In the end, to really get into politics all you need are the facts. Everything else should be your opinion, and yours alone. Once you have made your opinion, then and only then, should you venture into bias land. That way you have examined the facts enough to see through the massive bais.
I like Al Jazeera -English, the BBC & Reuters.
Because I have family in South Korea, I read a local paper there which is in English The Korean Hearld.
HTere is also an english paper in Brazil called the Gringo times, I like these local papers to get access to local stories not carried by the first 3 that I mentioned.
Those who have only the religious opinions of others in their head & worship them. Have no room for their own thoughts & no room to contemplate anyone elses ideas either-More
I'm a journo.
You want original news, trace it back to the original press release or exclusive comment or interview. I gotta do that shit every day.

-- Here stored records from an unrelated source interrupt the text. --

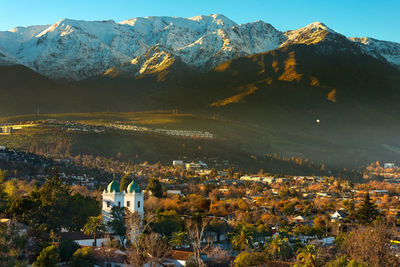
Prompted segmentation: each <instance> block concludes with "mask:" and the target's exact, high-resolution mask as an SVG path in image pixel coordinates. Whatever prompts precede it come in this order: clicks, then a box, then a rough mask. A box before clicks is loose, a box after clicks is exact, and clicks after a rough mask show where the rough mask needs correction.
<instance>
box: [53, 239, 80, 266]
mask: <svg viewBox="0 0 400 267" xmlns="http://www.w3.org/2000/svg"><path fill="white" fill-rule="evenodd" d="M79 247H80V246H79V244H78V243H76V242H75V241H74V240H72V239H69V238H68V239H63V240H61V241H60V243H59V245H58V251H59V257H60V260H61V261H69V260H70V259H71V257H72V255H73V254H74V252H75V251H77V250H78V249H79Z"/></svg>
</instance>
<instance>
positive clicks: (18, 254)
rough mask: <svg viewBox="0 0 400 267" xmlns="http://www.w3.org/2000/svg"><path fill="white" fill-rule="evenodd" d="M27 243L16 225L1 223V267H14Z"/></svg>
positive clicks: (27, 239) (26, 237) (22, 234)
mask: <svg viewBox="0 0 400 267" xmlns="http://www.w3.org/2000/svg"><path fill="white" fill-rule="evenodd" d="M27 243H28V239H27V237H26V235H25V234H20V232H19V229H18V228H17V226H16V225H15V224H14V223H10V224H7V223H0V266H14V264H16V262H17V260H18V257H19V256H20V255H21V253H22V252H23V251H24V249H25V248H26V245H27Z"/></svg>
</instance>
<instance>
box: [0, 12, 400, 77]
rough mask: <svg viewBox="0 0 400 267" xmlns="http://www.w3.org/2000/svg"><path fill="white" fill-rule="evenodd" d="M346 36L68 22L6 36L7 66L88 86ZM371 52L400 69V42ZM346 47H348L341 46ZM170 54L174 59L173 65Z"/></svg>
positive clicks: (134, 18) (388, 44) (39, 26)
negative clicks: (88, 84) (30, 68)
mask: <svg viewBox="0 0 400 267" xmlns="http://www.w3.org/2000/svg"><path fill="white" fill-rule="evenodd" d="M337 36H341V38H339V39H338V42H341V41H343V40H344V39H346V37H344V36H342V35H340V34H337V33H335V32H334V31H333V30H331V29H329V28H327V27H326V26H325V25H323V24H322V23H313V24H310V25H308V26H306V27H304V28H301V29H298V30H293V31H287V32H281V31H279V30H277V29H275V28H274V27H273V26H272V25H270V24H268V23H265V22H263V21H256V22H252V23H246V24H241V25H237V24H236V23H235V22H233V21H231V20H230V19H228V18H227V17H225V16H223V15H210V16H197V17H192V18H177V17H147V18H134V19H130V20H126V21H123V22H120V23H117V22H114V21H112V20H108V21H81V20H70V19H62V20H60V21H58V22H57V23H55V24H53V25H40V26H30V27H17V28H14V29H12V30H10V31H5V32H0V53H1V55H0V64H1V65H7V64H8V65H9V64H10V63H13V64H23V65H25V66H27V67H29V68H31V69H32V70H34V71H36V72H38V73H40V74H42V75H44V76H46V77H49V78H52V79H59V80H75V81H78V80H83V79H87V78H90V77H93V76H96V75H99V74H102V73H104V74H105V75H109V74H111V75H114V76H115V74H116V70H118V73H119V74H123V75H125V76H130V77H132V76H138V75H141V74H144V73H146V72H147V71H148V72H150V73H152V72H153V71H154V69H155V68H165V67H166V66H165V64H167V66H168V64H170V63H171V60H172V59H174V60H176V59H178V60H180V61H182V62H183V63H184V64H187V65H188V66H190V67H191V68H194V69H197V70H201V71H208V70H211V69H213V68H214V67H216V66H217V65H219V64H221V63H223V62H225V61H227V60H230V59H233V58H237V57H242V56H249V55H253V54H257V53H263V52H267V51H271V50H273V49H276V48H278V47H284V46H288V45H293V44H300V43H305V44H312V43H315V42H319V41H321V40H322V39H324V38H331V37H332V38H336V37H337ZM351 40H352V41H354V42H355V43H357V44H358V45H359V46H360V47H362V48H363V51H364V52H365V53H368V54H373V55H374V56H375V57H381V58H382V59H386V60H387V61H389V62H391V63H393V64H397V65H400V60H399V58H400V44H397V43H390V42H383V41H378V40H374V39H370V38H353V39H351ZM339 46H340V44H339ZM166 55H168V58H169V59H170V60H165V56H166Z"/></svg>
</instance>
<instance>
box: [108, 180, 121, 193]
mask: <svg viewBox="0 0 400 267" xmlns="http://www.w3.org/2000/svg"><path fill="white" fill-rule="evenodd" d="M114 191H115V192H119V184H118V183H117V182H116V181H114V180H112V182H111V183H109V184H108V186H107V192H110V193H112V192H114Z"/></svg>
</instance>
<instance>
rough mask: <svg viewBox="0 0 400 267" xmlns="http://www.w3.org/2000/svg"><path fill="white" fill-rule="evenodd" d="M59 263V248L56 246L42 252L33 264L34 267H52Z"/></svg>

Oh and everything is biased, or everyone thinks everything is biased apart from what they agree with. I write shit all the time like 'social networking is bad for employee productivity' but the people who did the study are designing some social network thing to counter this, or someone will do a study on heath but it'll be an insurance company, that kinda thing, all the time. Pretty much every 'study' you read about was just a poll, too, on a website.
Like I don't think it's all about finding non-biased sources, it's about finding the original comment so you can ascertain the ulterior motives yourself. My favourites are like The Chambers of Commerce or The Federation of Small Businesses because they're full of people who know what they're talking about and their bias is clear right from the start.
If you're interested in a news story, like some legislation, imagine you're a journo and consider which organisations will have something to say about the legislation, and then see if they've put anything in the press section of their website or commented to a sympathetic news source. Then find someone with the exact opposite view and see what they have to say.
The only non-biased sources are like the Office for National Statistics, and you can't really get much 'news' out of them. The 'news' is people's reactions to proposed legislation or new statistics, not the actual statistics themselves. Places like the Royal Institution of Chartered Surveyors do statistical analysis but they comment on it with their own viewpoints about why the market is how it is and what the future looks like and how pissed off everyone is and how the government should do something differently.
Insert American equivalent organisations wherever necessary.
At 5/24/11 06:51 PM, Camarohusky wrote: In the end, to really get into politics all you need are the facts.
wolf piss
At 5/27/11 06:42 AM, LordZeebmork wrote: Yeah, but you can't get all the facts from the AP.
You can get enough to make informed decisions though. Not focusing on race when race is irrelevant, and not focusing on a small semi-legal paramilitary group does not make the AP full of holes.